Liste des chroniques

Rioux

Claude Latour

C’est à Ploujean, diocèse de Tréquier, localité située sur la rive est de la baie de Morlaix, en Bretagne, que vivent Jean Riou, laboureur, et Marguerite Guinguen, sa femme. Leur fils prénommé Jean, comme son père, part pour la Nouvelle-France.

C’est le 26 décembre 1677 qu’on le retrouve pour la première fois en Amérique, comme «engagé de 21 ans»; il fait, ce jour là, rédiger son contrat de mariage chez le notaire Moreau. En 1676, lorsque Jean Riou commence à fréquenter Catherine Leblond, elle n’a que 13 ans. Elle est la fille de feu Nicolas Leblond, de l’île d’Orléans. La bénédiction nuptiale a lieu à Sainte-Famille de l’île d’Orléans, le 10 janvier 1678.
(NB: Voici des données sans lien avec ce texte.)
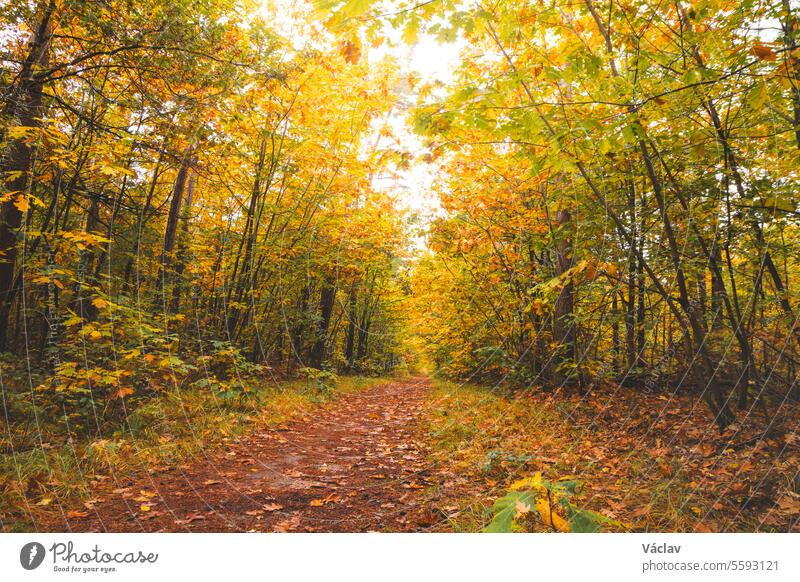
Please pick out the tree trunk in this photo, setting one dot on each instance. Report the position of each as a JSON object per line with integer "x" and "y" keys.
{"x": 24, "y": 107}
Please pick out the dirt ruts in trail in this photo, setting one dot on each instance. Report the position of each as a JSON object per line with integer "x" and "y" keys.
{"x": 353, "y": 466}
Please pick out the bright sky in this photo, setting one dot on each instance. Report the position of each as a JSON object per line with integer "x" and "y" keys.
{"x": 428, "y": 61}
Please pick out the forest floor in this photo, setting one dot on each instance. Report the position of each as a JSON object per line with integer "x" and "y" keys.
{"x": 353, "y": 466}
{"x": 420, "y": 455}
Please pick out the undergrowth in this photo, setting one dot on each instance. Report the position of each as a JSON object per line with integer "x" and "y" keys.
{"x": 45, "y": 466}
{"x": 484, "y": 441}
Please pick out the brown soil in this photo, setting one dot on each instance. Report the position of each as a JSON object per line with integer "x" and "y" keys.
{"x": 355, "y": 466}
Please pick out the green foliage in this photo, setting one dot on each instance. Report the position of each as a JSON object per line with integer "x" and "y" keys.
{"x": 535, "y": 494}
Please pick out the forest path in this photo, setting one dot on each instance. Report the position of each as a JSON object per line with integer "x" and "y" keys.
{"x": 352, "y": 466}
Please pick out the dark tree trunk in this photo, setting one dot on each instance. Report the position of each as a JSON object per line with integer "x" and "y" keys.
{"x": 24, "y": 107}
{"x": 327, "y": 297}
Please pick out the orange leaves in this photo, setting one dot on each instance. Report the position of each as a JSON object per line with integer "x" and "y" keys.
{"x": 763, "y": 51}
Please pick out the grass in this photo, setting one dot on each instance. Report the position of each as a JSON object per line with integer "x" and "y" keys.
{"x": 633, "y": 465}
{"x": 46, "y": 469}
{"x": 483, "y": 440}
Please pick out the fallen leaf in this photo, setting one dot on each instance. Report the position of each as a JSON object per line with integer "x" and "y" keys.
{"x": 287, "y": 525}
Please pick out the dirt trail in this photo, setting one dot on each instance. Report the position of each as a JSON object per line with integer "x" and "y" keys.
{"x": 352, "y": 467}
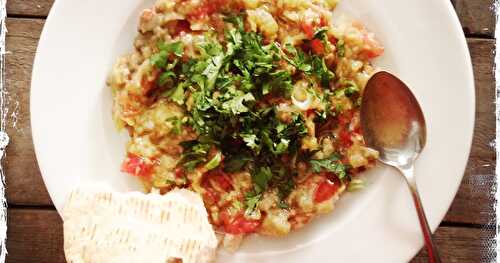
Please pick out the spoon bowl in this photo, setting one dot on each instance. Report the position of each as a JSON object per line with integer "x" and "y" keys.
{"x": 392, "y": 123}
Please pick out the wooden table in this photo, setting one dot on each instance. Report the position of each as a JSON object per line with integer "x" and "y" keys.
{"x": 35, "y": 229}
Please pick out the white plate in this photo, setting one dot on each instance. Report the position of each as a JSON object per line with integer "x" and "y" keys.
{"x": 76, "y": 142}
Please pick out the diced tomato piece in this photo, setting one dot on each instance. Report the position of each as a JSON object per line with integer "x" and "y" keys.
{"x": 345, "y": 138}
{"x": 180, "y": 172}
{"x": 325, "y": 191}
{"x": 224, "y": 182}
{"x": 221, "y": 179}
{"x": 317, "y": 46}
{"x": 240, "y": 225}
{"x": 323, "y": 22}
{"x": 181, "y": 26}
{"x": 345, "y": 118}
{"x": 137, "y": 166}
{"x": 333, "y": 40}
{"x": 210, "y": 197}
{"x": 308, "y": 29}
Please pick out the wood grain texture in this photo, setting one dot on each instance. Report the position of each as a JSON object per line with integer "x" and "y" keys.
{"x": 38, "y": 233}
{"x": 24, "y": 182}
{"x": 34, "y": 236}
{"x": 25, "y": 186}
{"x": 474, "y": 202}
{"x": 476, "y": 16}
{"x": 39, "y": 8}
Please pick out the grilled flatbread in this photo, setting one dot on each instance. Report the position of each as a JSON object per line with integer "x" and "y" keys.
{"x": 102, "y": 226}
Mais revenons à son contrat de mariage. Selon Denise Ménard, les clauses ne sont pas sans intérêt pour nous car elles nous révèlent un des aspects de la vie familiale au Canada, au XVII siècle. Dans ce contrat, Jean Riou s’engage à demeurer chez sa belle-mère, avec sa femme, pour une période de quatre ans. Il doit cultiver la terre et entretenir son ménage tout comme s’il était, précise l’acte notarié, le chef de famille. Il se mettait, autrement dit, au service de sa belle-mère.

Par contre, toujours selon Denise Ménard, ce contrat n’est pas à sens unique car, en retour, belle-maman Leblond promet de nourrir et d’habiller son gendre, sa femme et les enfants qui pourraient leur naître. De plus, elle leur promet, à la fin des quatre années, de leur fournir une maison d’une valeur de 300 livres, deux bœufs, deux vaches...

Jean Riou ne reste pas quatre ans chez sa belle-maman Leblond car cette dernière se remarie dès 1678. Jean et Catherine s’établissent alors sur une terre bien à eux que Jean avait achetée avant son mariage.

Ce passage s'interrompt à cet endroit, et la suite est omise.